To RB: I am certified diver and have dived Cebu, Davao, Puerto Galera and La Union. In company of with Kiwis, Aussies, Canadians, all English speaking. Yes, tourist places, mostly.
But I also live with local family in 2005 in Negros Occidental for charity work with Presbyterian church. So poor was farmer family they have no outhouse. Very nice people. I cry when I leave.
Many Koreans in Philippines going to school and other things. Two nieces and one nephew go to English school in Baguio, one niece speak Filipino very well. Very nice climate in Baguio.
Englishmen: why do you drive on wrong side of street????????????? :)
Rasputin, my father is from Ilocos up north, where Marcos is from. I lived in in a town called Bambang southeast of that, my mother's hometown. The town is named after a noise because it was full of holes afer WWII from the bombings.
As you may know there are at least 100 of what they call dialects in the Philippines. These are really different languages. I know Tagalog, the official dialect and Ilocano the second most used. The two "dialects" have very little in common. (Marcos was an Ilocano, and Ilocano almost became the official dialect.) Yet, Ilocanos from the north have seemed to adapt to Tagalog as the main dialect.

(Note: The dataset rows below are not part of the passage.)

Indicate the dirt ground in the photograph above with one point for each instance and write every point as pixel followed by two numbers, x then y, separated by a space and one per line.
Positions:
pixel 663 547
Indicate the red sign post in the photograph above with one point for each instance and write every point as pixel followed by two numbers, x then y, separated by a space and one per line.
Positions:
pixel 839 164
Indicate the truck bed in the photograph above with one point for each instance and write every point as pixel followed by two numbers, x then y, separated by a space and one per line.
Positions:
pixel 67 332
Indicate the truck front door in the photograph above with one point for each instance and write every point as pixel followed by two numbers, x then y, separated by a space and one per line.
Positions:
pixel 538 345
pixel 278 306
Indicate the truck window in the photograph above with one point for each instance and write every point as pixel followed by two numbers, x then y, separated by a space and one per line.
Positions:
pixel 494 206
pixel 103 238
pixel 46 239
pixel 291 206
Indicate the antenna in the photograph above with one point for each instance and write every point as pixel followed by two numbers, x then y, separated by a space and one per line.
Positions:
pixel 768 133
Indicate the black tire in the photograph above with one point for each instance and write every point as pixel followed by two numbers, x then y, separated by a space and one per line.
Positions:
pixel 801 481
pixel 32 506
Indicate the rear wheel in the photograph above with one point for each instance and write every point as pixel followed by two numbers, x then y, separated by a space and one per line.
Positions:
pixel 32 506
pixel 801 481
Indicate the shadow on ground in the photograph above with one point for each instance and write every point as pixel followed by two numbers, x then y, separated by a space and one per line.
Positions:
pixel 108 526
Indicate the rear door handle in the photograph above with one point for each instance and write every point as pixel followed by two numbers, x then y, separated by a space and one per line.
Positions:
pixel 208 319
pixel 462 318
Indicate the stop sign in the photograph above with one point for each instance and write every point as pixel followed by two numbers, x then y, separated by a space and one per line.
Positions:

I hear Tagalog is now spoken in Bambang. I remember it as Ilocano. There is no animosity. Not even from the Visayas in the south. The troublemakers are the Muslim rebels in the south, I'm sorry to say.
just for you Ivor.
Australasia includes Australia, New Zealand and many islands etc. Now does a New Zealander refer to him/herself as an Australasian? .... Well I wonder!
No, never! its said in another ten years Chinese population here will be 3 to 1 kiwi, so its rather fitting.